Kürt sorunu, baktığımızda, Kürt'ün varlığı bile yakın zamana kadar inkâr edilirken şimdi, en azından Kürt sorunu belli kesimlerde bir sorun olarak görülebiliyor, iktidarınız da zamanında bunu bir sorun olarak görüyordu. Ama baktığımızda bütün bu sorunların çözümü, maalesef 2021 yılı Türkiyesinde "Ben bu işi yalnızca şiddetle çözerim." noktasına hapsolmuş durumda. Bunu da açıkça söyleyeyim yani üniformasını çıkaran askerlerden bir İzak Rabin mesela Filistin'in İsrail barışı için büyük çaba göstererek bir yol almıştı ve Nobel Barış Ödülü'ne layık olmuştu. De Gaulle mesela Avrupa'nın kalıcı barışı için üniformasını çıkaran bir asker olarak... Düşünün, Fransa-Almanya yüzyıllar boyunca savaşmış, sonra De Gaulle Avrupa Birliğinin kurulması ve Avrupa'da bir daha savaşın olmaması için, bir daha yıkımın olmaması için üniformasını çıkarınca büyük sorumluluk almıştı ama sizde maalesef bu bakışın hiçbir esamesini görmedim. Tek bir cümleniz var yalnızca sunumunuzda, o da ilginç "...aynı zamanda yedi iklim, üç kıtaya barış, huzur ve adaleti götüren atalarımızdan aldığımız ilhamla, bölge ve dünya barışına katkıda bulunmak için her türlü gayreti göstermektedir." diyorsunuz. Tek pozitif cümleniz bu, bu da açılışta. Ama geri kalan bölümde tank, top, silah, füze, "Onu aldık." "Bunu yaptık." "Orayı ezdik." "Buraya girdik." Bunun dışında bir şey yok. Yani sorunların başlıklarında çözümüyle ilgili tek bir cümle yok.
Şimdi, Sayın Bakan, siyaset dediğim gibi sorunları çözme yeridir ve bu anlamda bir vizyona ihtiyaç var, iktidarınız anlamında söylüyorum, Hükûmet anlamında söylüyorum bunu. Elbette arkanızda duran askerler gelen emir neyse onu yapacaklar. Şimdi, bakın, agresif politikalar ortaya koydunuz Sayın Bakan, son altı yıldır özellikle, 2015 yılına kadar daha barışçı bir siyaset devredeyken agresif politikalar ortaya koydunuz, çatışmacı ve yayılmacı politikalar ortaya koydunuz, bunun sonuçlarını bir soğukkanlı değerlendirdiniz mi çok merak ediyorum. Yani bütün sahalarda bir şekilde "Orada da vardık." "Burada da vardık." dediniz ama sonuçta Türkiye olarak ne kazandık, ne kaybettik; bu konuda soğukkanlı bir değerlendirme yaptınız mı? Ben sizden kapanışta bunu rica ediyorum, bir soğukkanlı değerlendirme. Gerçekten bir siyasetçi olarak yani takım elbiseye girmiş bir siyasetçi olarak bu anlamda soğukkanlı bir değerlendirme rica ediyorum.

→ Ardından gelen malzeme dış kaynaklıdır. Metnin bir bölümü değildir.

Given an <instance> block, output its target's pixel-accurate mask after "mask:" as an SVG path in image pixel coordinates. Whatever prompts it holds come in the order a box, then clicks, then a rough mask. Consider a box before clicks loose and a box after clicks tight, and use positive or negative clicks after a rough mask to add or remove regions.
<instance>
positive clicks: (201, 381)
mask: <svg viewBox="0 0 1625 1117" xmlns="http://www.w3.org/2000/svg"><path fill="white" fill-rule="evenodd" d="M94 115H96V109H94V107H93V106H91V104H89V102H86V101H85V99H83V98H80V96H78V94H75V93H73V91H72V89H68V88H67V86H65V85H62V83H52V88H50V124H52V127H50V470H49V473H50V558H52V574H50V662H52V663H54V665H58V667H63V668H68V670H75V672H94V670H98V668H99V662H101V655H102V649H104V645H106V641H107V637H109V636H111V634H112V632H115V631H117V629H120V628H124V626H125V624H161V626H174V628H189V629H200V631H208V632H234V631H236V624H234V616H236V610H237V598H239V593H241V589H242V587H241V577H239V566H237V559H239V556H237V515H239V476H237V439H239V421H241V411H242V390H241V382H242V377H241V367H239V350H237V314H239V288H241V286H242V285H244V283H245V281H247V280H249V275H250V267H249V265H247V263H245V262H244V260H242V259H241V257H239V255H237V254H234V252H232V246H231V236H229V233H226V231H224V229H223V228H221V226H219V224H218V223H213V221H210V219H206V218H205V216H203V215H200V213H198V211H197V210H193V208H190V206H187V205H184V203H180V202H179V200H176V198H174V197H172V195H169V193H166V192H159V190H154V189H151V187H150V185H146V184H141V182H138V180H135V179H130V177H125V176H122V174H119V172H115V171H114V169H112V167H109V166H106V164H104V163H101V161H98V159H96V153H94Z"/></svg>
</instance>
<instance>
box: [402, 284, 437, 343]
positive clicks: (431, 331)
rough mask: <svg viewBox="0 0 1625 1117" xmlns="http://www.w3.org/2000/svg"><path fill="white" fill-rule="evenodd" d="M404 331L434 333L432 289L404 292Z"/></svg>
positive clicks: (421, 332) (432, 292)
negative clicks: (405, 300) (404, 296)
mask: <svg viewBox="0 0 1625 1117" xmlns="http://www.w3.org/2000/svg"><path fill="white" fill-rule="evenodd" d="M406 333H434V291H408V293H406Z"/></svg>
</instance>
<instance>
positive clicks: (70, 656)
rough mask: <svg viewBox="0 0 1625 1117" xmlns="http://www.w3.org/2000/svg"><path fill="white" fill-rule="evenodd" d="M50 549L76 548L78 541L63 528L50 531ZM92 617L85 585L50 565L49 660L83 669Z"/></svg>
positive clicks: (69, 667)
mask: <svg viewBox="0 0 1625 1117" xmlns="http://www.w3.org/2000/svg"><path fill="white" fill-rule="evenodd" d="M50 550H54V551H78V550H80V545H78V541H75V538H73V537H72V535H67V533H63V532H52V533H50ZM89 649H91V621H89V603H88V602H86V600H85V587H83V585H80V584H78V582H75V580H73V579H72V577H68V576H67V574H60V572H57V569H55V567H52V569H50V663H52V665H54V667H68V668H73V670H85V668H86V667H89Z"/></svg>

Bakın, ülkelerin bir sert gücü vardır ki bu olmalıdır yani caydırıcı bir güç olması anlamında bir sert gücünüz olmalı. Yani niye? Çünkü ben güçlüysem karşımdakine bakarım, tartarım; karşımdaki 120 kiloluk bir adamsa, diyelim ki bir yumrukla beni indirecekse ben ne yaparım? Elime başka bir silah almam lazım çünkü o, yumrukla beni yer. Bu anlamda caydırıcı bir gücüm olması gerekir, buna katılırım ama bu caydırıcı gücü saldırmak için mi kullanıyorsunuz yoksa ülkenizi savunmak için mi kullanıyorsunuz? Son altı yıldır maalesef bu anlamda agresif ve saldırgan politikalar ortaya koydunuz ve bunların sonucunda ben ülkemizin her anlamda kaybettiğini düşünüyorum.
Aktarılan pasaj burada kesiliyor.